Here's the thing about a lot of the existing research in this space. The studies backing up conventional neurostimulators are largely using mildly to moderately paralysed patients, people who've recently had a stroke and are still within that intensive care window. And a lot of them would have recovered anyway, because of everything else going on around them.

That's not a criticism, it's just what it is. But it does mean the device design has never really been pressure tested against the hardest cases. Big sticky electrode pads, long wires, fiddly to put on. That's fine if you've got a physio right there to help. It's not fine if you're at home, years on from your stroke, trying to manage your own recovery with one working hand.

We looked at all of that and thought — there's a huge population of people with chronic, severe paralysis who are desperate for something that actually works for them, and nobody is really building for them. That's where we wanted to go.

Myonerv: A snapshot

  • Year founded: 2024

  • Joined Founders Factory: 2025

  • Employees: 2

  • Total raised: £215,000

  • Markets: UK


Jumping in the deep end, on purpose

Upper limb rehab, specifically the hand and fingers, is objectively the hardest place to start. To target individual finger muscles with any precision, you can't just slap on a big pad and hope for the best. You need a high density array of small, custom electrodes that can get to the right nerves, in the right place, with the right signal. It's a harder engineering problem. It requires more scientific rigour. It would have been much easier to start with the lower limb, put some electrodes on the quads, get the leg moving.

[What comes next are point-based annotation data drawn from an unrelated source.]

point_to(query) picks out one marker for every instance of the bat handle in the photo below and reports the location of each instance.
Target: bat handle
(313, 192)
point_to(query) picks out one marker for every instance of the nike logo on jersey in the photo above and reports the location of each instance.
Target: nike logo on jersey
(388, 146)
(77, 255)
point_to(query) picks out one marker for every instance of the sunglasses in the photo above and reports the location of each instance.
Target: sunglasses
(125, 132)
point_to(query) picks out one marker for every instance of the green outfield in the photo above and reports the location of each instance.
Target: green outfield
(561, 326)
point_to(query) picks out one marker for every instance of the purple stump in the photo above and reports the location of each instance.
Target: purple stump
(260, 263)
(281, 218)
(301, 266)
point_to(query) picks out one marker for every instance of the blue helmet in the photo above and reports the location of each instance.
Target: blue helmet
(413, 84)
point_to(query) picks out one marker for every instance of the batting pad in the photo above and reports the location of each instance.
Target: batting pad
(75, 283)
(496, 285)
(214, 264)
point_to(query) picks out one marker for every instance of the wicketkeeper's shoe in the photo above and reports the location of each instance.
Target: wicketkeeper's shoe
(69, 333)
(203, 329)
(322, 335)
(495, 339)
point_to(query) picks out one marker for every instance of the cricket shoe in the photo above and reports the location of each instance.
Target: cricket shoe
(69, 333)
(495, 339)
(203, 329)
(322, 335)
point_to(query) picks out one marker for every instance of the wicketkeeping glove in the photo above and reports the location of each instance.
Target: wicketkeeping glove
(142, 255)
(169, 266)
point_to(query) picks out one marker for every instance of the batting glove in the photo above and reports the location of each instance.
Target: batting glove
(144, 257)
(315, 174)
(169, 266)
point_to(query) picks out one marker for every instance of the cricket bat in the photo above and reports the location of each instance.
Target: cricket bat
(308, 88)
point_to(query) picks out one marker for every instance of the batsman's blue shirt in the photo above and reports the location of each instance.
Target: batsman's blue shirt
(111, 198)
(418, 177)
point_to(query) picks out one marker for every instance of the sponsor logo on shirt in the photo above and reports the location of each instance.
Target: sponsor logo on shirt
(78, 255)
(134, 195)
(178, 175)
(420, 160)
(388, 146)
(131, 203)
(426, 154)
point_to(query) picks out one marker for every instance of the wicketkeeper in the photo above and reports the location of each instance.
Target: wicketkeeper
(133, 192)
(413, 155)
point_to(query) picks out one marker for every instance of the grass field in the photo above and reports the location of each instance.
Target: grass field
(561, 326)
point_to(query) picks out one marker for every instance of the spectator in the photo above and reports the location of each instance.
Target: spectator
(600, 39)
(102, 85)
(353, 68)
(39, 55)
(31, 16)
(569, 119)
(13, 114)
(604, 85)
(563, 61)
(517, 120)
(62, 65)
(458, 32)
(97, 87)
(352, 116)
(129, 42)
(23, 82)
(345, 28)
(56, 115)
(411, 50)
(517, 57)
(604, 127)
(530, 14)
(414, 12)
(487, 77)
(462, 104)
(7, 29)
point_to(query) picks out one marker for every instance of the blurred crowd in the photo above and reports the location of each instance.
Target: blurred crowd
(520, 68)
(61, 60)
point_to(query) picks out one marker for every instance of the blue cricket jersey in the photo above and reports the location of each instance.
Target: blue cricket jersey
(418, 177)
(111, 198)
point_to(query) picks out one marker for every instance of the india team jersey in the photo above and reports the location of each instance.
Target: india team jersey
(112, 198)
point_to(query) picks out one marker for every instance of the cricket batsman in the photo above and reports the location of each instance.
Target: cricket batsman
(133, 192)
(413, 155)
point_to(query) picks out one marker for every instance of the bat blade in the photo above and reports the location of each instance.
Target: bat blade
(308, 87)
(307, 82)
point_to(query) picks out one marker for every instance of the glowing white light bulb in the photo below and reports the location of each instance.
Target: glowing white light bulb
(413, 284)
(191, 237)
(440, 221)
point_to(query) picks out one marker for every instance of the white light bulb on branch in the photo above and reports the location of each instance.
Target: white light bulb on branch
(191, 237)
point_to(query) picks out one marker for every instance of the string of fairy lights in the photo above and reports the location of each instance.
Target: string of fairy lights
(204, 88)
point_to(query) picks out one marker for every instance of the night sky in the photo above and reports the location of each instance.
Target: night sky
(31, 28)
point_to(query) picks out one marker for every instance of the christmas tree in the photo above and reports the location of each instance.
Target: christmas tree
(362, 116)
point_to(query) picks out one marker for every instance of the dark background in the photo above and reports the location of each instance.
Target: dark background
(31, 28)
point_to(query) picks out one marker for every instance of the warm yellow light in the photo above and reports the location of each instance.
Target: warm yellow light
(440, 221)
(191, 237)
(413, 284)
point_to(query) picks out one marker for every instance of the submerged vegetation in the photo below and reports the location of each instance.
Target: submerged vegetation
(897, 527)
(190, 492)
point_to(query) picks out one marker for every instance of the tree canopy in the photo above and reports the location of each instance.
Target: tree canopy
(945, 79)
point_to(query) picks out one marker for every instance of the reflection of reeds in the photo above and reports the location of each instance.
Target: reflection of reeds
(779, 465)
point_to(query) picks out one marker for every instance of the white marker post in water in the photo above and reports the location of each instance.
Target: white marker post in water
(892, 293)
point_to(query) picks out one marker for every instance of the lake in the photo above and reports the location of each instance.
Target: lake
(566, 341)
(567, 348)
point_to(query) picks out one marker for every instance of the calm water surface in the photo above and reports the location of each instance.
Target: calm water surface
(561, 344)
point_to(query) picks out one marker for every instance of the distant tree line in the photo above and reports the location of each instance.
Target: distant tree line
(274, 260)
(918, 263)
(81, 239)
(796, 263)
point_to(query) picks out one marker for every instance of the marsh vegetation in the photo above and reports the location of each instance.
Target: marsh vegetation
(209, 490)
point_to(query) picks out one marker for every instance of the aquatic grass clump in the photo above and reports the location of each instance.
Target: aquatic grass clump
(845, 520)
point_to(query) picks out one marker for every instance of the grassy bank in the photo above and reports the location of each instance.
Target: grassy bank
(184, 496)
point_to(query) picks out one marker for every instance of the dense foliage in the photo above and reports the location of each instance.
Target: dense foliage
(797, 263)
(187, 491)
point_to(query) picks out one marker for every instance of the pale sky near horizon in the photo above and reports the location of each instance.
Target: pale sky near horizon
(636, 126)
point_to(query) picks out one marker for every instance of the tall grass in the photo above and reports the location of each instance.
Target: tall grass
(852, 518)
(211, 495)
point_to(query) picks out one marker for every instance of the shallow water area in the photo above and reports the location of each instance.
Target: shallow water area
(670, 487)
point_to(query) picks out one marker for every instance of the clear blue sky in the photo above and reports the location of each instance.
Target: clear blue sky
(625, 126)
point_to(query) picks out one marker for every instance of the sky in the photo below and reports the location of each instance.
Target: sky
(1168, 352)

But we made a deliberate decision to go after the hardest thing first, close that chapter completely and definitively, and then move down to the lower limb from a position of strength. If we can do the fingers, we can do anything.

And the patients we're working with — people who've been chronically disabled for years, who've essentially been written off by the system — they're not sceptical. They're not going to push back on a device that's clearly been designed with them in mind, by people who understand what they actually need day to day. The engagement is real, the need is urgent, and that matters enormously when you're trying to build evidence for something new.

The commercial logic

This isn't just an ethical position, although I do think it's the right thing to do. It's also a better commercial position than it might look.

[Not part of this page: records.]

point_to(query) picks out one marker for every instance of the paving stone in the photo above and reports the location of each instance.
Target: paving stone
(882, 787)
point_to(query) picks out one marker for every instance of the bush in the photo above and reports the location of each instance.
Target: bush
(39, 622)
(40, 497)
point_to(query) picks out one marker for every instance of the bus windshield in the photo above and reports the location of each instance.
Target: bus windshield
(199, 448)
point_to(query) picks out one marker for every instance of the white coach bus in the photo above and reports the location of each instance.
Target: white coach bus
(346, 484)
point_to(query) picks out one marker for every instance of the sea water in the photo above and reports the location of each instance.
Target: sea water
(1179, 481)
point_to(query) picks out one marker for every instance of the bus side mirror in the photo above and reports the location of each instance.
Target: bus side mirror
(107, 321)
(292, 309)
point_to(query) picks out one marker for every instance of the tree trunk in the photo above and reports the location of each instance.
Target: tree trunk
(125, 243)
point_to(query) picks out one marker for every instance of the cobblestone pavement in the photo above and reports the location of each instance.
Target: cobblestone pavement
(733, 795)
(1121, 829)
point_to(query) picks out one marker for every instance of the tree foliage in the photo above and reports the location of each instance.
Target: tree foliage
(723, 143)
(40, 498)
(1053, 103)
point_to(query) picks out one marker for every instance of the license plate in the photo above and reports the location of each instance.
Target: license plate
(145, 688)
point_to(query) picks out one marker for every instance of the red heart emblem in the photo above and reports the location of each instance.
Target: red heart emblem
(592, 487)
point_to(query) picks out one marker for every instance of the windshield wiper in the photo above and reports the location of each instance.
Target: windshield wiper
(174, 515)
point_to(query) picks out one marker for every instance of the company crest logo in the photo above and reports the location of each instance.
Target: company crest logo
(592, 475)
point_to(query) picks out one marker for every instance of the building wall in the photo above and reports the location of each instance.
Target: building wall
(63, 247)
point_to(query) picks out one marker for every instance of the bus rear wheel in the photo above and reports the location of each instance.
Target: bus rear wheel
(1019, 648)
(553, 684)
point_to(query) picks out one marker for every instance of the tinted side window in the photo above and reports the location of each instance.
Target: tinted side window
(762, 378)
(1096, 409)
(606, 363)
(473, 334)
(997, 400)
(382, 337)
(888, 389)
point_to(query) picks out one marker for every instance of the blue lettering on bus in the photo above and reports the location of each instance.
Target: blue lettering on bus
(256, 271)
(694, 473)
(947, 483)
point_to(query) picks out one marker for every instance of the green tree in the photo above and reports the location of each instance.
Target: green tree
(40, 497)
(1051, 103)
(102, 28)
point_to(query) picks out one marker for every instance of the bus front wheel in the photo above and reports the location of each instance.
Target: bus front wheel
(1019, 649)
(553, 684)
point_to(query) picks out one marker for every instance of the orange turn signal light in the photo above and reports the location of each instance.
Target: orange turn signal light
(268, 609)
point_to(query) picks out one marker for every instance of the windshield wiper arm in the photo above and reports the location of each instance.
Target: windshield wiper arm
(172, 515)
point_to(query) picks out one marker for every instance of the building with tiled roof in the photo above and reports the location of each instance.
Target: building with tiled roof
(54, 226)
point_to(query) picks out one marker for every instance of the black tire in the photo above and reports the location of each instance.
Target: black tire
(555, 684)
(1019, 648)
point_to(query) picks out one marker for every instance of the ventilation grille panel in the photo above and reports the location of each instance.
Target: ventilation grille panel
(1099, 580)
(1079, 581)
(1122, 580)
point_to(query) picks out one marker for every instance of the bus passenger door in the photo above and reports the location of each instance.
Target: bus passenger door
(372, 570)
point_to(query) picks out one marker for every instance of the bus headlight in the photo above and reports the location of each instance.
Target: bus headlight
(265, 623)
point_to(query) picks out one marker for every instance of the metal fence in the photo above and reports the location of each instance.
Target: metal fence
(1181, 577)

A market that's been neglected for years, full of people who are desperate for a solution that actually works, and where the existing devices haven't been designed for them — that's not a hard market to make a case in. The bar for comparison is low. The need is high. And if your device genuinely delivers, word travels fast in a community that's been waiting a long time for something to change.

The personal logic

There's a personal side to this, I think is worth mentioning too. 

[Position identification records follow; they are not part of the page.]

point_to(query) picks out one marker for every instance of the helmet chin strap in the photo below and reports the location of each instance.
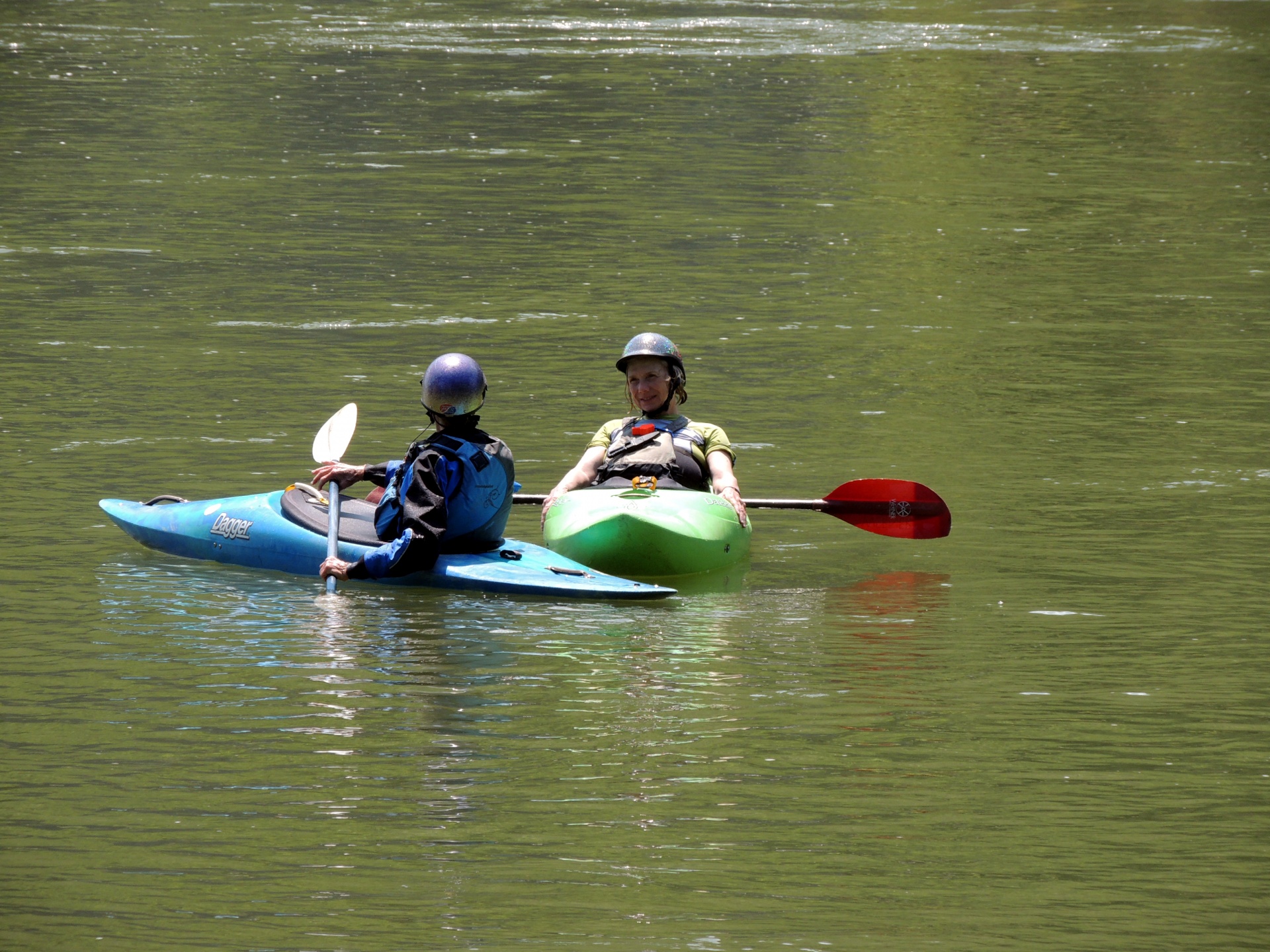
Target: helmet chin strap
(663, 408)
(676, 382)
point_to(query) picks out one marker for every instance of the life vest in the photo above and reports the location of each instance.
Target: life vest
(476, 504)
(661, 448)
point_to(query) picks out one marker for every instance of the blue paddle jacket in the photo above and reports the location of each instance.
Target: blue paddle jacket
(452, 493)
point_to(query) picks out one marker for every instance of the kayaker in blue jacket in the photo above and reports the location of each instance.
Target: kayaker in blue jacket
(658, 441)
(452, 492)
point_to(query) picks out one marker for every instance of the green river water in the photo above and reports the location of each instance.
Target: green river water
(1015, 252)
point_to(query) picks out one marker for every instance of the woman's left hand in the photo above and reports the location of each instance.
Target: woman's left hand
(334, 567)
(733, 495)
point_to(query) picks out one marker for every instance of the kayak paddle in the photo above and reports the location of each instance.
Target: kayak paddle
(896, 508)
(329, 446)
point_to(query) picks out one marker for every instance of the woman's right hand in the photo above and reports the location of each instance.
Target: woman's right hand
(342, 474)
(548, 503)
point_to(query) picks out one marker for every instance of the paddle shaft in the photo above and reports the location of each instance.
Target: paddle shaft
(530, 499)
(821, 506)
(332, 530)
(833, 507)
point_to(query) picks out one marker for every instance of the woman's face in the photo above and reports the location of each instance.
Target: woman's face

My cousin was my best friend growing up, but one day at school he started complaining about headaches. Within days he was in hospital. Within a week he had been diagnosed with leukemia, found to have multiple tumours in his brain and suffered a brain haemorrhage that left him officially ‘brain dead’ and on life support. 

He survived. And over the following months he began to make faint movements, then sounds, then words and sentences. He got up and moving, but his left hand stayed limp. And I remember bringing him his games console we used to play on, and putting it in his hand, thinking he'd just pick it up and start playing. He couldn't do anything with it. That was the first time I started asking about neurotransmitters and mobility.

Those questions took me into neuroscience and a decade later they took me to Myonerv. The patients we build for are severely paralysed, years post-stroke, told their recovery is over, are people I understand in a way that goes beyond the research. My cousin was one of them. And the idea that the data said he was stuck in that state forever was never something I was willing to accept.

That's ultimately why we jumped in the deep end. Not just because it's the right commercial decision. Because these are the patients who've been waiting the longest, and nobody was coming for them.